More: Does being Connie Stevens and Eddie Fisher’s daughter immediately pave the way for stardom?
JF: People assume I have always been in a limo. If anything, having the parents I did helped pave the way for dealing with the negative things people say about you. My mom had such a strong work ethic. She was a true survivor because she came from nothing and didn’t have one thing handed to her.
More: What about your dad?
JF: You know, my father passed away back in 2010. My little sister Tricia and I went to clean out his house, and I found all of these old magazines where he and my mom were featured. When you look at them, they are so different from the magazines we read today. Back then things were mystical, magical and somewhat secretive, which was amazing.
More: Does it change how you feel about the industry?
JF: I still love what I do. I’m even trying to get back to series television. It is the place I feel most comfortable. I feel I am sort of missing something by not doing it.
More: Any chance we will see you pop up on the small screen soon?
JF: I did write something. It is somewhat autobiographical but of course exaggerated. There seems to be good response, so we will see.
More: Of all the programs you've done, which had the greatest impact on you?
JF: Being cast opposite Ellen DeGeneres in her sitcom, Ellen. I loved Paige, the character I played, and watching how well people responded to her. Jeremy Piven even came out of that show. I had the most amazing time being on Ellen’s road, which took her on a crazy journey to get to where she is. I got nominations for that part, and I felt I was playing with the big kids. Cabaret on Broadway was also awesome. I was using all of my props at once, singing, dancing and acting on a live stage.
More: Where do you feel more comfortable: in front of the camera or singing center stage?

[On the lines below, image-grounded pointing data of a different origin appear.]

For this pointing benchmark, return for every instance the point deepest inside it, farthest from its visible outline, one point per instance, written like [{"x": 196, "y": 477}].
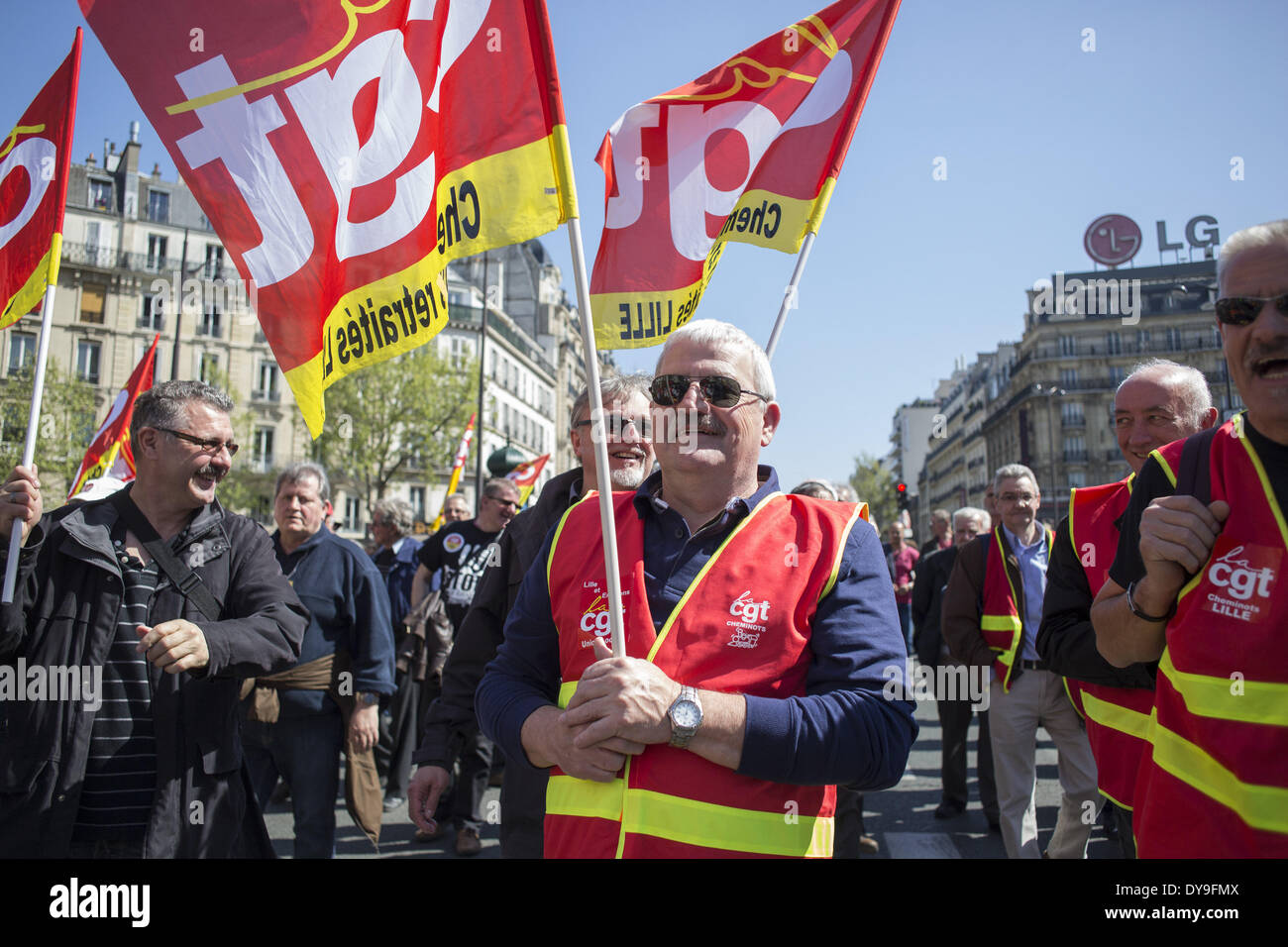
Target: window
[
  {"x": 99, "y": 193},
  {"x": 22, "y": 351},
  {"x": 159, "y": 206},
  {"x": 209, "y": 368},
  {"x": 262, "y": 457},
  {"x": 214, "y": 261},
  {"x": 156, "y": 252},
  {"x": 91, "y": 304},
  {"x": 86, "y": 361},
  {"x": 154, "y": 312}
]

JF: I like to bounce between things. The stage feels so comfortable to me because it is where my roots are. A movie set to me is like camp and a real love affair. You get to go away for a few months, hang with really cool people and then go home.
More: Do you feel society has put high expectations on you because of who your parents are?
JF: I think that used to be the case when I was a younger artist. I think the scrutiny used to be, Who does she look like? Does she sound like Eddie? Does she have the same twinkle as Connie? I think all of that began to fall away as I got older and really proved myself. I have my own career and identity. I also have fans who have no idea who my parents are. For me that is somewhat gratifying because, while I love them both dearly, it means that the success comes from what I have delivered. For me that is a triumph! I have really worked hard to forge my own way.
More: Your Hallmark film Cupid is being released on DVD (buy it here).
JF: I am so excited about this. It is such a cute movie, and one that I think people will enjoy. Plus, it is a perfect family movie, so much so that my kids were allowed to be on the set.